Mrs. G-- testified that she and Digle were escorted into the bushes and weeds and she was raped by 5 men; that Digle was shot and that he died later that day. She further testified that appellant and his companions left her at this location, taking her car, which was subsequently found abandoned.

At the outset, appellant's contention that the verdict is contrary to the law and the evidence is without merit. The robbery was completed when appellant and his companions took possession of the car at gunpoint.
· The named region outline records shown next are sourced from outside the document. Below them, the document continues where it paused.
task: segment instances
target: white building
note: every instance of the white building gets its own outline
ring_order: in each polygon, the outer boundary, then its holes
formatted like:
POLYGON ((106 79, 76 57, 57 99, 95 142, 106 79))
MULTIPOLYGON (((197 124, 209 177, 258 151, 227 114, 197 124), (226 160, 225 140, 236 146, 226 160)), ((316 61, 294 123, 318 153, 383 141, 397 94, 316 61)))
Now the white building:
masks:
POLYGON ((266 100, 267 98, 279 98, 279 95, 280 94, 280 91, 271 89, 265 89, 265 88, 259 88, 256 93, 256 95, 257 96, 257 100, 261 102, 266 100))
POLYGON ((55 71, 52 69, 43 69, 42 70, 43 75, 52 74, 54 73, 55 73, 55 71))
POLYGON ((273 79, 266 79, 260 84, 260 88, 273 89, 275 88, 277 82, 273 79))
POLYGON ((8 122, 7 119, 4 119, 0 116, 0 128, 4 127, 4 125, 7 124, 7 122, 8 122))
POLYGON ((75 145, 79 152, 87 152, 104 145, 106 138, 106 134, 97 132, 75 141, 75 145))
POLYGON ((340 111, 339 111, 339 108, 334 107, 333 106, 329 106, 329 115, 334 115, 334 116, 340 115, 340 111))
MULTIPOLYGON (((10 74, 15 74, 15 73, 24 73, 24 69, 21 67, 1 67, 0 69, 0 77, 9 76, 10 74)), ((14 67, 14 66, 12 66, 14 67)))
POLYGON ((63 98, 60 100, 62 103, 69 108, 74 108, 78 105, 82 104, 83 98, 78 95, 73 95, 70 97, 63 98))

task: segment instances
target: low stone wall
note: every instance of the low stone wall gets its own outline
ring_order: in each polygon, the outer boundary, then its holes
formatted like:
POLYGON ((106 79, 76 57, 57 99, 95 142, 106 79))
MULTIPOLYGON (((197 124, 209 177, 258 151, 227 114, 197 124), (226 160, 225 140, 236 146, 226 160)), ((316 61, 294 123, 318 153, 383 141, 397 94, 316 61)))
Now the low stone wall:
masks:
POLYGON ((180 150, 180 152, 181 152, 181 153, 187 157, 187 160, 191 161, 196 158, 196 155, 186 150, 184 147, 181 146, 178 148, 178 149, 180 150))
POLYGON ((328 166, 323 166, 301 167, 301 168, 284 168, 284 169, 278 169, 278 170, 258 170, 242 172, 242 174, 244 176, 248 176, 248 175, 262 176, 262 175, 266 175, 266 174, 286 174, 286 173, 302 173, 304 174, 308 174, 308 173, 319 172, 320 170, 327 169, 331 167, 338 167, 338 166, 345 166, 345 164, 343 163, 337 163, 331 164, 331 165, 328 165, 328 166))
As to his contention that the evidence relating to the rape and murder should not have been admitted since they were extraneous offenses, this court, in Ellison v. State, Tex.Cr.App., 419 S.W.2d 849 (reversed on other grounds, 392 U.S. 649, 88 S.Ct. 2290, 20 L.Ed.2d 1350), stated:

'The three offenses (robbery, kidnapping and rape) were committed by a continuous assult and were so interwoven as to be part of the same transaction. The evidence sought to be excluded was admissible under the so called res gestae rule. See Kerrigan v. State (167 Tex.Cr.R. 601), 321 S.W.2d 884, and cases cited.'

In 4 Branch's Ann.P.C.2d Ed., Sec. 2255, page 618, it is written: '* * * where the offense is one continuous transaction, or another offense is a part of the case on trial or blended or closely interwoven therewith, proof of all the facts is proper.' See also 23 Tex.Jur.2d 302, Sec. 196; Walker v. State, Tex.Cr.App., 454 S.W.2d 415; Jefferson v. State, Tex.Cr.App., 452 S.W.2d 462; Taylor v. State, Tex.Cr.App., 420 S.W.2d 601; Blankenship v. State, Tex.Cr.App., 448 S.W.2d 476.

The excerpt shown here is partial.